I'm not clear how important bitstream restrictions are in the context of our IIIF integration. I'm convinced they are important! But I don't have a sense of how important or the level of priority for future work.
@mspalti : Was reminded of this work as we went through the 7.3 board in today's meeting, so I re-read your last comment here.
While I understand the goal you were trying to achieve, I think you are making an assumption that most people would place the access restrictions at the Item level rather than the Bitstream level in your described use case. If the archivist you described decided instead to create a public Item with a restricted Bitstream, then you'd see the same behaviors you describe even with this PR in place. The archivist would still be frustrated that they cannot see the Bitstream in the Mirador viewer.
So, my worry here is that we are assuming that all users will provide access restrictions only at the Item level (and only seeking to solve that smaller problem).
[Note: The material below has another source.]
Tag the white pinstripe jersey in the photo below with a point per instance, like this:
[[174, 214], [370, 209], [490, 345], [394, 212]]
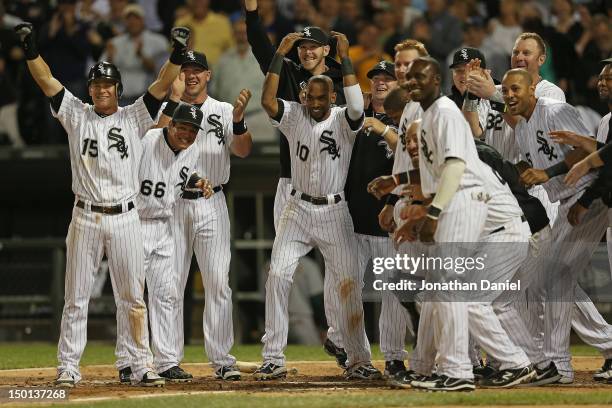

If someone instead accidentally (or purposefully) restricts the Bitstream, they will be confused as to why the Mirador viewer suddenly doesn't work -- even if it works fine for a different restricted Item (where the restrictions are only at the Item level).
I think we all (you, @abollini and I) see that the current behavior is problematic. But, I'm hesitant to apply a fix that only works if Items are restricted, but won't work if Bitstreams are restricted. I'd rather us try and find a way to minimally get Item & Bitstream restrictions working.... and we can always follow up that work with a full implementation of IIIF Authentication API in a separate PR at a later time (if that's a much larger task)
For now, I'm going to flag this PR as a work in progress. If it helps though, I'm glad to try to find time to discuss this problem in more detail in a future meeting...or we can further brainstorm in this PR or the associated issue ticket.
Sorry I missed your last comment @tdonohue . I am totally fine with designating this a work in progress!
Based on my previous comments it seems we can handle bitstream access by passing the JWT token to the image service, and configuring the image service accordingly. The technical problem right now is that our cache system isn't able to return different versions of a manifest for users with different credentials. It's an all or nothing cache without a notion of tiered access. That can probably be remedied.
I agree that the Authentication API is a bigger problem and one that needs to be addressed eventually. A solution will depend in some ways on the issues we're discussing here.
A quick addition to this conversation.
I needed access restrictions for a collection of licensed images and was able to test the mirador and cantaloupe configuration mentioned above. It works. The cantaloupe configuration is similar to the mirador config in this PR: it uses the dsAuthInfo cookie to set the JWT before making the request to DSpace. (If cantaloupe is using a cache as would be typical, it needs to be configured to always check DSpace before returning the cached image.)
As @abollini noted, this particular cookie-based approach works only for the embedded viewer and is not consistent with the IIIF protocol for authentication. Also, it requires configuration of the image server as well as the viewer. So I'm thinking of this as a configuration recipe that one can use in lieu of full support for the IIIF Authentication API (and perhaps in combination with it when/if it becomes available in DSpace). I wouldn't recommend modifying our default Mirador configuration file index.js for all the reasons discussed earlier.
There's still the problem of Item and Bitstreams with different permissions (say a public item with a public low-res image and a restricted high-res image) because we can have only one version of the Manifest in the backend cache, but that seems less common and not the primary use case anyway.